J’adresse ensuite une convocation par courrier recommandé avec avis de réception à chaque avocat et à chaque gérant. Dans le cas de l’éditeur de PGI, j’adresse une convocation au siège social français et au service recouvrement. Sur chaque courrier, je mentionne la phrase clef suivante: “Cette réunion régulièrement convoquée se tiendra, même en l’absence d’une des parties.” Par correction pour les avocats, je préviens dans la convocation que les horaires probables de la réunion seront 9h-12h et 13h-18h.

Il ne me reste plus qu’à poser une journée de congés auprès de mon employeur pour la date concernée. Je note également dans un petit cahier le temps déjà passé dans l’organisation de la réunion, le prix des recommandés. Je complète le dossier de l’affaire. Je n’ai pas de secrétaire.

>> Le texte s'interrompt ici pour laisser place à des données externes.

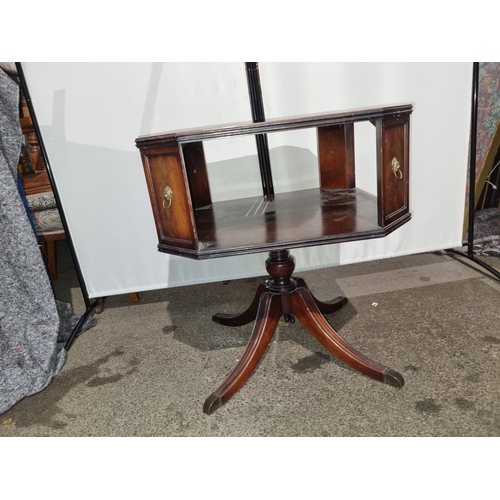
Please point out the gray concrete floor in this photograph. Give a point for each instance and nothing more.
(147, 368)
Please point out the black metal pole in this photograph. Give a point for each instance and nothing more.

3e étape: la réunion chez ARRAKIS.

Je décris assez bien la situation et l’état d’esprit de ce premier contact dans ce billet de 2009 que je vous invite à (re)lire.

Les trois parties sont autour de la table. La société ARRAKIS étant chez elle, elle souhaite faire participer à la réunion toute son équipe informatique. J’explique au gérant de l’entreprise que pour l’instant, je ne souhaite écouter que Monsieur Léto, le responsable informatique. Pas facile, dès le début de la réunion de faire comprendre que c’est moi qui décide qui doit se trouver autour de la table et que je limite à trois personnes par partie. Après tout, je suis un étranger dans son entreprise. Un peu de tact et de diplomatie, tout en expliquant que j’entendrai tous les sachants, et la réunion commence.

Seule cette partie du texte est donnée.